Hinkle said they plan to be licensed by the state and housing students the first quarter of 2017. Floors and tile in the bathrooms were recently installed and soon kitchen cabinets and equipment will be installed.

2. Sept. 11

Officials come together for Lewisville Lake Bridge ribbon cutting

Heather M. Goodwin

hgoodwin@starlocalmedia.com

 

On Sept. 10, the southbound Interstate 35E Lewisville Lake Bridge opened with a ceremony attended by state and local elected and appointed officials and first responders, who were the first to cross the bridge.

Crews are still working on the frontage road and the pedestrian/bike path in that area. The frontage road and the path will open in 2017 once crews have northbound traffic on the original bridge.

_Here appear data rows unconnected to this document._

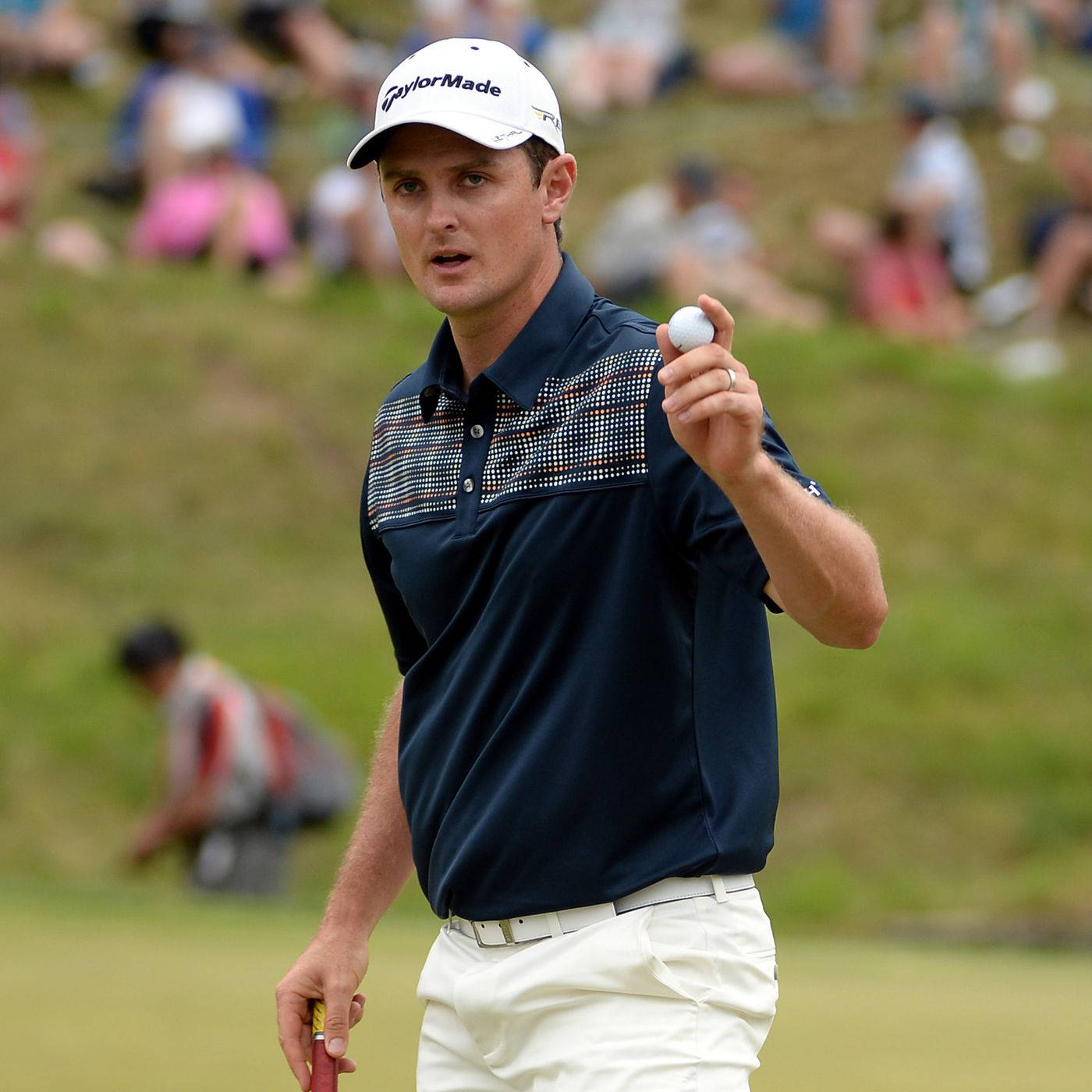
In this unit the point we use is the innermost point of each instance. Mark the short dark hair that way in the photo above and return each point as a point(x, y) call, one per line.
point(150, 644)
point(538, 154)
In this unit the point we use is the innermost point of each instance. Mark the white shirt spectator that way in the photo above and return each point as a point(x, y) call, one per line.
point(939, 166)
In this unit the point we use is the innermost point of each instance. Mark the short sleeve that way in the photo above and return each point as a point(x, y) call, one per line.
point(695, 515)
point(406, 639)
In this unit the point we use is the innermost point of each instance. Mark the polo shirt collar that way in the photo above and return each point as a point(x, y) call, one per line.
point(533, 355)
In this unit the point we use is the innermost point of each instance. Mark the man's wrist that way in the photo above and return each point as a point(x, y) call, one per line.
point(756, 477)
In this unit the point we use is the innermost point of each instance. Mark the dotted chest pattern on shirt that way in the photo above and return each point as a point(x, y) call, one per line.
point(583, 431)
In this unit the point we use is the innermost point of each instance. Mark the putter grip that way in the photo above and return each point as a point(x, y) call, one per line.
point(324, 1068)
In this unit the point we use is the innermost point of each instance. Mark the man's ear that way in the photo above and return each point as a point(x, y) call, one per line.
point(559, 178)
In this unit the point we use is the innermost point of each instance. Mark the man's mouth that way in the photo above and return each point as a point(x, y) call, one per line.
point(452, 260)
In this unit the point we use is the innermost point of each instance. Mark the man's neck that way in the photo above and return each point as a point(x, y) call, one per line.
point(482, 338)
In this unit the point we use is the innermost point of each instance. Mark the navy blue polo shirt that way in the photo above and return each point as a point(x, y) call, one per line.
point(578, 612)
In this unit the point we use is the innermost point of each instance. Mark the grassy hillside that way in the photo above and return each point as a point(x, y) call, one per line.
point(198, 1012)
point(177, 444)
point(172, 441)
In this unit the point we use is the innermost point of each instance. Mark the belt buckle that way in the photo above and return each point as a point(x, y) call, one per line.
point(505, 931)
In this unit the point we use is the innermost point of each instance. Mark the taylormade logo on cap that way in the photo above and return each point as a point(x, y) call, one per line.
point(482, 90)
point(393, 94)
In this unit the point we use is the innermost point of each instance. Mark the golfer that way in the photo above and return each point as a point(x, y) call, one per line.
point(576, 534)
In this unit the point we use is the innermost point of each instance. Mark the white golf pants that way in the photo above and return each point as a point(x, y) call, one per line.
point(671, 998)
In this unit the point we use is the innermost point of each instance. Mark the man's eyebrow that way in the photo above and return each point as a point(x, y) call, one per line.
point(390, 169)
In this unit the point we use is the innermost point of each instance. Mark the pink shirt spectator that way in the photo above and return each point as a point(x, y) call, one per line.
point(899, 281)
point(180, 218)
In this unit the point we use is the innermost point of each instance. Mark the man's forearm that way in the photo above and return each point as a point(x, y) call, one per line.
point(824, 568)
point(378, 860)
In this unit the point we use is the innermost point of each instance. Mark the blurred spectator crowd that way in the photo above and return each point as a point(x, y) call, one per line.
point(190, 147)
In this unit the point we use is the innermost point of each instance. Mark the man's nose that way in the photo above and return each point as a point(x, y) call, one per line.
point(441, 213)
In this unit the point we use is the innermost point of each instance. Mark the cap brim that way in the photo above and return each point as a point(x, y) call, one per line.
point(477, 129)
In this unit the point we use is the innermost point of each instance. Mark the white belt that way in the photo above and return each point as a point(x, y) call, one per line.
point(516, 931)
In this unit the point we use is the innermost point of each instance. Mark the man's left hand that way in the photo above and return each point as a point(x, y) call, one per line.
point(712, 404)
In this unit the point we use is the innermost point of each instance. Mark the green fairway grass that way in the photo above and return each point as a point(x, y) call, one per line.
point(134, 994)
point(180, 442)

Construction began on the bridge in 2013. It is now approximately 564 feet above sea level and includes images of local wildlife and lake recreational scenes on the concrete walls supporting the structure. When the project is finished in mid-2017, the new southbound bridge will include a pedestrian/bike path, two frontage road lanes, four general purpose lanes and two reversible managed lanes.

  1. July 17

LPD honors fallen Dallas officers

Heather M. Goodwin

hgoodwin@starlocalmedia.com

In July, the unthinkable happened in Lewisville’s own backyard – five Dallas police officers were killed in the line of duty.

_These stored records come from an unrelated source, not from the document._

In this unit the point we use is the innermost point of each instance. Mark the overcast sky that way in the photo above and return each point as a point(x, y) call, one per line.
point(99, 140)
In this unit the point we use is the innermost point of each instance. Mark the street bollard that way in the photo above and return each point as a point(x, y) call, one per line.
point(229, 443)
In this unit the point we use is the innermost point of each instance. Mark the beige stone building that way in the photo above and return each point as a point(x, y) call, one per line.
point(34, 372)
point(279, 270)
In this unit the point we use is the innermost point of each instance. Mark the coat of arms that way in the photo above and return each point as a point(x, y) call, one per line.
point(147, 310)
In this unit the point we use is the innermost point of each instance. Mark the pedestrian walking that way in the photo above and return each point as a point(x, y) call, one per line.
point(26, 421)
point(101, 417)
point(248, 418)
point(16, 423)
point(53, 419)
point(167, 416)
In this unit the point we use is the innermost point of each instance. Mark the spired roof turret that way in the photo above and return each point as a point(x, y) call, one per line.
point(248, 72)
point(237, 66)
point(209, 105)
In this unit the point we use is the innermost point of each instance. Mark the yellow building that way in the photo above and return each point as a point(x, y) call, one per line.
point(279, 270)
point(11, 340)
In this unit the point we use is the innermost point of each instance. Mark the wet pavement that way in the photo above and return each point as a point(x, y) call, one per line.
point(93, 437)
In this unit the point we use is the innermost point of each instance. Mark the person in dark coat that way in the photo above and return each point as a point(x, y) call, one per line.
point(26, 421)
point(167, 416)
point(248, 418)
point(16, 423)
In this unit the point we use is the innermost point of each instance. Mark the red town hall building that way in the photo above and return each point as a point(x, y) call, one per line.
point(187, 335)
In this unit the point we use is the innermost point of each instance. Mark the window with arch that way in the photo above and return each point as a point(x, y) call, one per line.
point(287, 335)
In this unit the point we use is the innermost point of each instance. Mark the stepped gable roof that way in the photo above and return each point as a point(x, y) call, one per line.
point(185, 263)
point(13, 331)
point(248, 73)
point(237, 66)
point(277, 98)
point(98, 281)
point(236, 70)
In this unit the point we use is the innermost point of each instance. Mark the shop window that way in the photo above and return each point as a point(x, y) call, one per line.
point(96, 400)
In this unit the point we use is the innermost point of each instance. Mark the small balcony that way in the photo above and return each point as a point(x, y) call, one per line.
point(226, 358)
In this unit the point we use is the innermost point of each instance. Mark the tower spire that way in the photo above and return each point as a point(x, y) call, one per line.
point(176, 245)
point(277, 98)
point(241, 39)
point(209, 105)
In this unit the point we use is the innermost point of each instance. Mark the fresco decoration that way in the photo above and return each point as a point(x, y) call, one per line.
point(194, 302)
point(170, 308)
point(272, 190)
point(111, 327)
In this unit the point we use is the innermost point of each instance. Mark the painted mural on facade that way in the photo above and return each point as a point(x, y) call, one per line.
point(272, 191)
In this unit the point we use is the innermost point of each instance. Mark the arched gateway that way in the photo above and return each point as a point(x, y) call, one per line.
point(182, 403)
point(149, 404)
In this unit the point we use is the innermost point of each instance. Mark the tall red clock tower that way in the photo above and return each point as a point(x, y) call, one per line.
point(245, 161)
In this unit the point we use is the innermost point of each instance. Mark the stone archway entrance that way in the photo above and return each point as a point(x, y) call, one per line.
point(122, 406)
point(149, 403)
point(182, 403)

The LPD Honor Guard sent 12 members to join hundreds of other departments in paying their respects to the fallen heroes. Some members ushered family members and guests at graveside ceremonies, and some simply paid their respects to the fallen officers and their families.

Dallas Police Senior Cpl. Lorne B. Ahrens was assigned to the southwest division. He was 48 years old and had 14 years of service.

Dallas Police Sgt. Michael J. Smith was assigned to the north central division. He was 56 years old and had 28 years of service.

Dallas Police Officer Michael Krol had served with the DPD for nine years and had previously served with the Wayne County, Michigan, Sheriff's Office for four years. He was 40 years old.

DART Police Officer Brent Thompson was a U.S. Marine Corps veteran and had served with the DART police department for nine years. He was 43 years old.

DPD Officer Patricio E. Zamarripa was assigned to the southwest division. He was 32 years old and had six years of service.

The LPD continued its support for Dallas by backfilling the Dallas Police Department’s Southwest Division, so that officers assigned to that station could attend the funerals of fallen Dallas police officers assigned to that division. Officers were assigned to the patrol division and answered calls for service and also helped with the traffic flow to the funerals.

The Dallas Firefighters Association Auxiliary sold T-shirts and donated the proceeds to the Assist the Officer Foundation in memory and honor of the fallen and injured Dallas police officers. The effort netted $70,000.